Interview: Edward Ball on Slaves in the Family
A Mixed Blessing
You've obviously uncovered some ugly chapters in your family history. How do you feel about how you ancestry weighs on you? I'm sure that there are some things you'd like to distance yourself from in general—
Well, what I've tried to do is to work through the bad parts of my family legacy and that is not typical in these parts, in this section of the country. White folks prefer to lock away the harsh realities of slave owning and talk about, for example, their forebears who were field infantry in the Civil War. And what I've done is to try to take the thing by the horns and reckon with it. And because I've done that, I have to say, I feel better than I once felt.
About your ancestry?
Yes. I don't feel as secretive about it, I don't feel as neurotic about it, I don't feel as defensive about it, and I feel as though I've made something of it that is different. By reaching out to black families whose ancestors were enslaved by my family, I've reinterpreted this family legacy in a way that makes sense to me and makes sense to present-day politics and reality.

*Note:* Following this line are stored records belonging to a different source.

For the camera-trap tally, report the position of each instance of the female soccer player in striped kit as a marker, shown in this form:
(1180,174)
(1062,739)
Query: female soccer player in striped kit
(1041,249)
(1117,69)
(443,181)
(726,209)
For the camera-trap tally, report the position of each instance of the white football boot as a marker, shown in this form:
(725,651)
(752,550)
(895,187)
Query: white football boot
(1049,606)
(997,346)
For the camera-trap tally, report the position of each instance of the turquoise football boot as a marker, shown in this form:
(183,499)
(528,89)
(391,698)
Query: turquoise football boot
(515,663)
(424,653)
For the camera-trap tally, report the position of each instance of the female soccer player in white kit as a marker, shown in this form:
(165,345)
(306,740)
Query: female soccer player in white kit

Are there parts that you feel proud of?
Sure. The Ball family came from England and settled in South Carolina and we've stayed here for three hundred years. We have an unbroken continuity in family identity and remembrance and we know a hell of a lot about ourselves. Our family fought in the Revolution and fought in the Civil War and it's a rare experience in American life to have such a legacy — all of it documented by us... and that is something to be proud of.
On the other hand, our family was guilty of acts of sexual violence, acts of brutality, of buying and selling children. We were in disavowal about the reprehensible nature of the business that we were in. We were ignorant and deaf to the criticisms that were raised from a very early date against slavery. So we have a lot to account for.